Along the path on this month’s Art Walk, I had stopped by Window Studio, located on Marcus Garvey Blvd by Jefferson Ave. Eager to learn more about the studio, I returned last Saturday to sit down with founder Anne LaFond, who talked about what they do there and the emphasis on community.

When I walked in, LaFond was at her easel, painting a family portrait from a photograph; she was, simultaneously, engaged in a conversation with a local passerby – a neighborhood artist. This rare tableau piqued my interest, and I blurted out, as we sat down: Don’t you find that disruptive? To be engaged in your work, only to have to have someone walk in and start asking you questions?

But her answer was no; in fact, LaFond had founded Window Studio in 2012 with the intention of creating a space where people could engage with artists in their element. Her vision for the studio and the window theme as cited in her in her mission statement was inspired the notion that “art is the cognition of life”, as posited by Russian Marxist literary critic Aleksadr Voronsky. Voronsky, in making his case for aesthetic realism in Art as the Cognition of Life, writes about how art uses images that refer to reality to represent psychological and social life; art is not “a passive snapshot” [as in photography], but also not “dreamt up” or contrived purely by the imagination. It is, instead, “a representation of the essences of things” and “a medium of knowledge”, and depicts a life “which is more like the truth than the realist reality”.

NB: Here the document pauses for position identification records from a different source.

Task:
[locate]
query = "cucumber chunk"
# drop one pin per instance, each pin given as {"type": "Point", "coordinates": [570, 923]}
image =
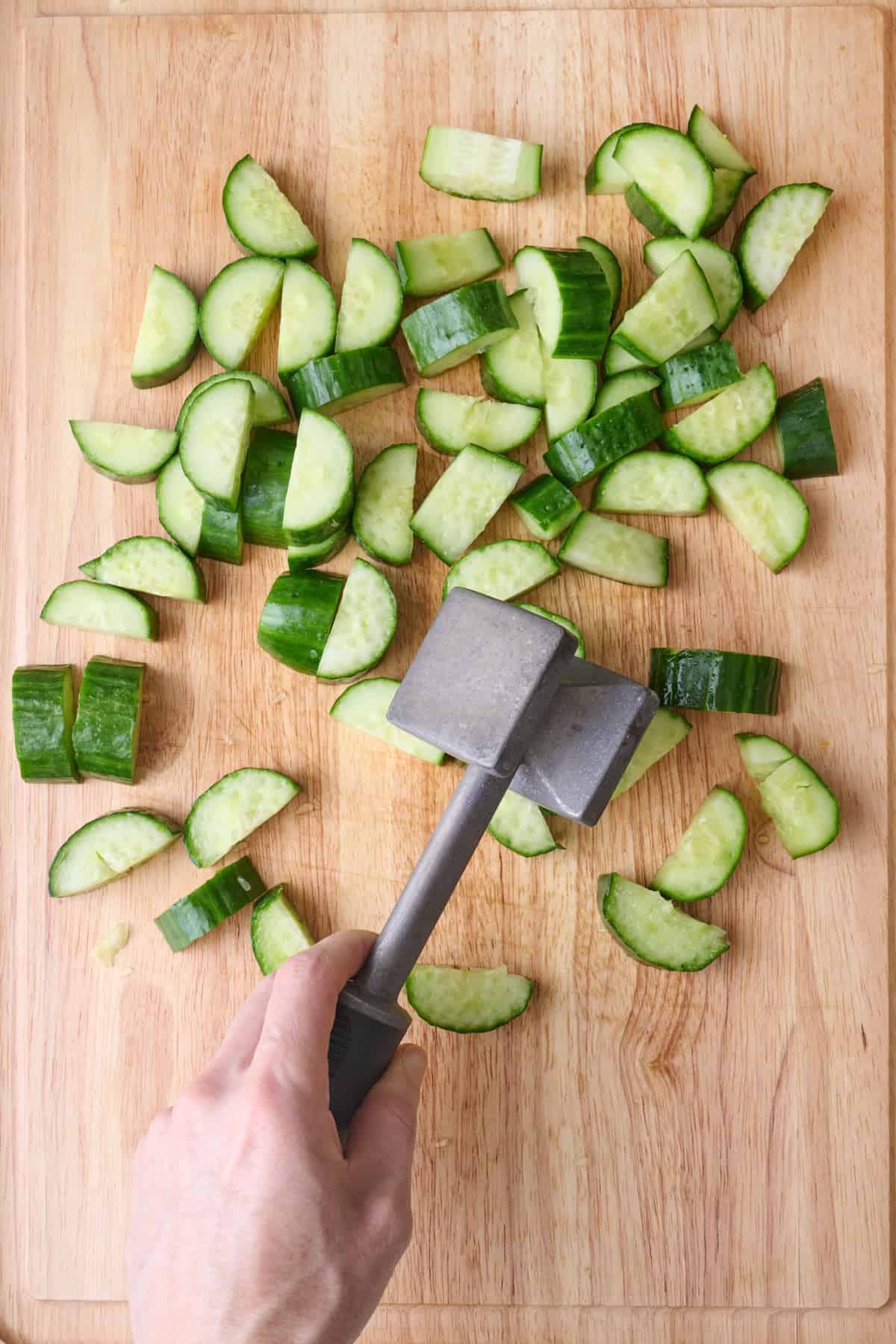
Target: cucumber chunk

LaFond had established Window Studio with the additional goal of getting more work in commissioned portraiture. As we talk, she gestures to the various finished and unfinished portrait paintings around the front-facing portion of the studio. Most of these pieces are done from photographs, which are either supplied by the client or captured at the initial sitting.

For LaFond, portrait painting is an expression of an individual’s confidence and an assertion of self-worth, and it serves to help people “conceive of their lives as being important and of value”. She finds this kind of work interesting; why people want portraits painted – and of whom – lends special insight into what different people value. As the painter, LaFond is vested with the honor of bringing out, in each piece she creates, what the client especially values in the subject.

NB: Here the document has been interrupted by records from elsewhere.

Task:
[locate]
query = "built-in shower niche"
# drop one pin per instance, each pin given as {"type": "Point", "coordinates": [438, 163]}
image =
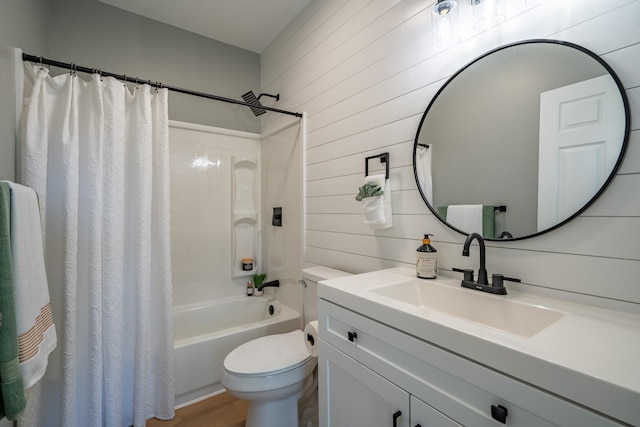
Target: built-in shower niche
{"type": "Point", "coordinates": [245, 215]}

LaFond experiments with portraiture in a series of larger paintings, which includes “Inside/Out: Portrait of Griffin” (2014). The use of the reflection in the window creates a kind of multi-layered effect that lends insight into the subject’s personal history, while invoking certain tensions within the neighborhood and the broader issues of our times. To learn more about LaFond’s work in portraiture, visit her blog, Pictures in Words.

LaFond is also one of two current Artists-in-Residence at Window Studio. The other is Leon Tillman, whom I had met the previous week, during the Bed-Stuy Art Walk. As the studio’s first official Artist-in-Residence, Tillman’s goal is “to uplift the community through paint and sculpture inspired by societal and political current events”.

The Artist-in-Residence (AIR) program is an intensive 6-month studio artist residency designed to immerse artists in their studio practice while sharing their process with the community. In exchange for use of the space, the Artist-in-Residence offers a workshop or class of his choice, especially one that is somehow connected to the work he is doing. The artist’s 6-month residence will culminate in a show curated by LaFond and held at the studio itself. Look for Tillman’s show in September.